Advocates describe a need to build national capacity in research and training for the prevention, surveillance, diagnosis, and control of newly emerging and reemerging infectious diseases. They suggest that national readiness to face public health challenges of the future requires an increase in the number of veterinary graduates and improved research capabilities in veterinary medicine.

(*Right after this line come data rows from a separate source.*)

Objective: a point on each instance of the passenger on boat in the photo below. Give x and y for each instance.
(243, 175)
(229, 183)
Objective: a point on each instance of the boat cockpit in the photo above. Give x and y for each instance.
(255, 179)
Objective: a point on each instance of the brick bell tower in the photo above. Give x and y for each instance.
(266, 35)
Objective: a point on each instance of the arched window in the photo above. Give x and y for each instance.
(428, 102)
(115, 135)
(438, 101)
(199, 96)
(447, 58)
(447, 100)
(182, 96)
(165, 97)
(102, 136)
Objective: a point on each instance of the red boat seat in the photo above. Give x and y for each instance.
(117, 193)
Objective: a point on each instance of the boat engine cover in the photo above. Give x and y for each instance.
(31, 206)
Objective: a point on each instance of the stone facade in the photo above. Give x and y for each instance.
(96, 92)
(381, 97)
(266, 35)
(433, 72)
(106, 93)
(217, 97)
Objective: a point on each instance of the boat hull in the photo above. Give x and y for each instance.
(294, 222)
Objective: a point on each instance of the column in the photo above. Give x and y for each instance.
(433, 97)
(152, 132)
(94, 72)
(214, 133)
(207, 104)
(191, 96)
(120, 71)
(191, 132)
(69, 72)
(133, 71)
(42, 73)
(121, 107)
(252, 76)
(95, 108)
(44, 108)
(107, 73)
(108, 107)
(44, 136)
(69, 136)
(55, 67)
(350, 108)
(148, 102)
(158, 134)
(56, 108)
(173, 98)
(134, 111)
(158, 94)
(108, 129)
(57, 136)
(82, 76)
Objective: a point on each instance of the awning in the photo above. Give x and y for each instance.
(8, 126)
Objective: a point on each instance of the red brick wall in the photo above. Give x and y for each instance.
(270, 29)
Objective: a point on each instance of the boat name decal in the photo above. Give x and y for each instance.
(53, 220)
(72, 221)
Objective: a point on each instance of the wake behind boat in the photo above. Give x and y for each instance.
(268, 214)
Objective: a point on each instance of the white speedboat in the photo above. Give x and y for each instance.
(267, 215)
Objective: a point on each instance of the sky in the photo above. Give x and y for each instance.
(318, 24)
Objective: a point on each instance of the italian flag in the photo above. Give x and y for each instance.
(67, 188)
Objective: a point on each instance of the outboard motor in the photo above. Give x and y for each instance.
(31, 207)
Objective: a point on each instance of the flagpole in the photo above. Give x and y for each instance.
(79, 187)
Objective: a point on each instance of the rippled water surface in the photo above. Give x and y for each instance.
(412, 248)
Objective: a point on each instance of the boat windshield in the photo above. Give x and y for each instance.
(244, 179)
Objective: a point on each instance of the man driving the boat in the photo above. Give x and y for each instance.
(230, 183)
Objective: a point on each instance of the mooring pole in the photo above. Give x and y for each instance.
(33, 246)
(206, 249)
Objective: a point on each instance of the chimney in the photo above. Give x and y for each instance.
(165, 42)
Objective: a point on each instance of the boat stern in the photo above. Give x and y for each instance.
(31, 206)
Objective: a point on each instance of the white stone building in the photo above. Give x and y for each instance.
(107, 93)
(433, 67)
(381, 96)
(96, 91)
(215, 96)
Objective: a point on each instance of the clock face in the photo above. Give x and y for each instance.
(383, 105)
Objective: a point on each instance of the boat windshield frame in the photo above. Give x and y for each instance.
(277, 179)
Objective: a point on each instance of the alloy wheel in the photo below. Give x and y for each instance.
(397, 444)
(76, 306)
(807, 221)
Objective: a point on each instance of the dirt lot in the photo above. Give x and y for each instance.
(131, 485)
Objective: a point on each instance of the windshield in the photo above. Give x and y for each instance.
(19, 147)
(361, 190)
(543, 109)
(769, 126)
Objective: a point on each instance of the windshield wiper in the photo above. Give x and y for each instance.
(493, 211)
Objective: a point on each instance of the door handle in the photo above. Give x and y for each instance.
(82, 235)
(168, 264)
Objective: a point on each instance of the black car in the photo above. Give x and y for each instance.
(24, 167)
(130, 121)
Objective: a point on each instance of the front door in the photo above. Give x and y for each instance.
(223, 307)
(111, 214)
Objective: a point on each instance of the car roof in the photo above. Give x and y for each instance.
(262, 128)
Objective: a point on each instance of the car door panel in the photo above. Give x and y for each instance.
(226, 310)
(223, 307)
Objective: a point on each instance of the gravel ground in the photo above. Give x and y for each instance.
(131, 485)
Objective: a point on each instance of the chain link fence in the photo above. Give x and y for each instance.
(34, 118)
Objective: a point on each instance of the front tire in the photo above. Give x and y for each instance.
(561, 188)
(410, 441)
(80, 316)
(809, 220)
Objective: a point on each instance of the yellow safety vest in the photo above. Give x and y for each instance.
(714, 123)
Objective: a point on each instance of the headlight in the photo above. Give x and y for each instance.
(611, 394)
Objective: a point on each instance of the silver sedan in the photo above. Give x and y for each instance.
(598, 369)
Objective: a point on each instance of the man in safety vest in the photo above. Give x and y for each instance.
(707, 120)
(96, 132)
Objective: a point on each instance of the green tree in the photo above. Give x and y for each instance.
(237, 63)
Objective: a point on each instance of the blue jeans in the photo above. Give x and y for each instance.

Provisions of the Legislation/Impact on NIH
S. 914 and H.R. 2206 would have created a new institute at the National Institutes of Health, the National Institute of Comparative Medicine, and would have authorized a competitive grants program to be administered by the Secretary of Health and Human Services for the purpose of building infrastructure in veterinary medical education. “Eligible entities” for such grants would have been defined as accredited public or nonprofit schools of veterinary medicine, departments of comparative medicine, departments of veterinary science, schools of public health, and schools of medicine that offer training for veterinarians in a public health practice. The legislation would have also authorized the appropriation of $1.5 billion over 10 years to expand existing schools and increase classroom, administrative, and laboratory space.
Status and Outlook
S. 914 was introduced by Senator Wayne Allard (R-CO) on April 27, 2005, and was referred to the Senate Committee on Health, Education, Labor and Pensions. The bill was reported out favorably by the Committee without amendment. No further action occurred on this legislation during the 109th Congress.
H.R. 2206 was introduced by Representative Charles “Chip” Pickering, Jr. (R-MS) on May 9, 2005, and was referred to the House Energy and Commerce Subcommittee on Health. The bill was reported out favorably by the Committee without amendment. No further action occurred on this legislation during the 109th Congress.